In [ ]:
import pyspark
from pyspark.sql import SparkSession
sc = pyspark.SparkContext(appName="sparkSQL")
ss = SparkSession(sc)

In [ ]:
data = "file:////path/to/recitation4/problems/kddcup.data_10_percent"
raw = sc.textFile(data).cache()

We will create a local dense vector for our KDD dataset.


In [ ]:
raw.take(1)

In [ ]:
import numpy as np

def parse_kdd(line):
    split = line.split(",")
    # we will keep just numeric and logical values
    # discard any string values
    symbolic_indexes = [1,2,3,41]
    clean_split = [item for i,item in enumerate(split) if i not in symbolic_indexes]
    return np.array([float(x) for x in clean_split])

vector_data = raw.map(parse_kdd)

In [ ]:
from pyspark.mllib.stat import Statistics 
from math import sqrt 

# Compute column summary statistics.
summary = Statistics.colStats(vector_data)

print "Duration Statistics:"
print " Mean: {}".format(round(summary.mean()[0],3))
print " St. deviation: {}".format(round(sqrt(summary.variance()[0]),3))
print " Max value: {}".format(round(summary.max()[0],3))
print " Min value: {}".format(round(summary.min()[0],3))
print " Total value count: {}".format(summary.count())
print " Number of non-zero values: {}".format(summary.numNonzeros()[0])
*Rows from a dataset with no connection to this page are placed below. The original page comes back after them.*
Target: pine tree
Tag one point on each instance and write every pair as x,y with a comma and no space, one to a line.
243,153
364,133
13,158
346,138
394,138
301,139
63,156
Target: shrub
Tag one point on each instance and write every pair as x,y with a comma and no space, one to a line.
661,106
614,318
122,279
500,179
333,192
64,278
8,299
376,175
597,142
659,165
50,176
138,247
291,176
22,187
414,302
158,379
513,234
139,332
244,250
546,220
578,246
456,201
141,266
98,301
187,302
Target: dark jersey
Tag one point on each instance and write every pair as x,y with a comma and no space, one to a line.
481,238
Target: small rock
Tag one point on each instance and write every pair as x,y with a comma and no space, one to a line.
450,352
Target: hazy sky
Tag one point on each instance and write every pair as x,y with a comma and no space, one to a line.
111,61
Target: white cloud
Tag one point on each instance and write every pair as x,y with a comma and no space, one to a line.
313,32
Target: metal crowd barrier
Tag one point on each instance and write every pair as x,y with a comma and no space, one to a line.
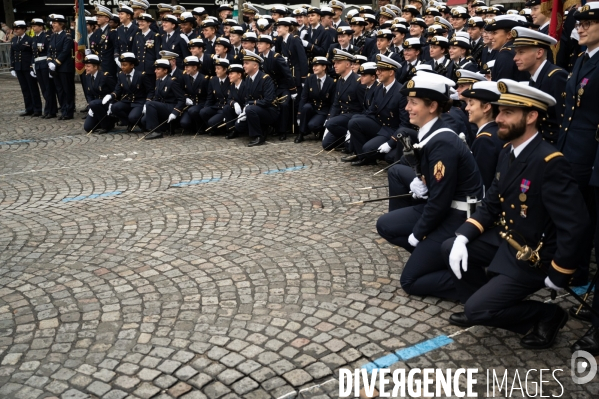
4,57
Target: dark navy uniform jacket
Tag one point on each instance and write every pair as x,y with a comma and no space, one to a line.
141,88
322,99
388,109
296,57
147,50
198,90
552,80
102,85
349,96
217,93
21,54
169,92
102,43
60,52
554,208
319,42
580,126
40,46
450,174
124,40
505,67
486,148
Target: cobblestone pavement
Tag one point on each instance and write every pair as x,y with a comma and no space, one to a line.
252,281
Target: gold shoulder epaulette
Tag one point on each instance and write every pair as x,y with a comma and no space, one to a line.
554,155
552,72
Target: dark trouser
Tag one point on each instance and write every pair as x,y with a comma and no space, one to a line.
65,87
127,112
337,127
310,119
156,114
211,116
257,120
31,94
99,119
498,301
48,91
283,125
400,177
190,120
425,272
362,129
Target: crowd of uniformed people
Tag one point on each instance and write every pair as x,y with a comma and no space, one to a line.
489,127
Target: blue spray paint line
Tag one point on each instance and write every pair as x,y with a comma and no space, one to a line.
408,353
194,182
82,197
582,289
15,142
294,168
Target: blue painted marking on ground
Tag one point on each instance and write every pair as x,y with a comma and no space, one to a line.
92,196
194,182
294,168
15,142
408,353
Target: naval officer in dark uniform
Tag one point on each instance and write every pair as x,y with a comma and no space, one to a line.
444,173
532,51
533,200
39,68
166,104
316,100
372,130
21,58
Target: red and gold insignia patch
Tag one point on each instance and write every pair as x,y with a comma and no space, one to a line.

We are interested in preparing a classification system for attack/no attack or different attack types. This requires us to use label along with summary statistics and analyse data properly.


In [ ]:
# Create a function to return a tuple with label as its zeroth index 
# and corresponding summary statistic as its first index. 
def parse_kdd_label(line):
    split = line.split(",")
    # we will keep just numeric and logical values
    # discard any string values

In [ ]:
def summary_by_label(raw_data, label):
    label_vector_data = raw_data.map(parse_kdd_label).filter(lambda x: x[0]==label)
    return Statistics.colStats(label_vector_data.values())

In [ ]:
label_list = ["back.","buffer_overflow.","ftp_write.","guess_passwd.",
              "imap.","ipsweep.","land.","loadmodule.","multihop.",
              "neptune.","nmap.","normal.","perl.","phf.","pod.","portsweep.",
              "rootkit.","satan.","smurf.","spy.","teardrop.","warezclient.",
              "warezmaster."]

In [ ]:
label_summary_dict = {}
# Create a dictionary of key = label_list elements, value = corresponding summary statistics

In [ ]:
print label_summary_dict['smurf.']

In [ ]: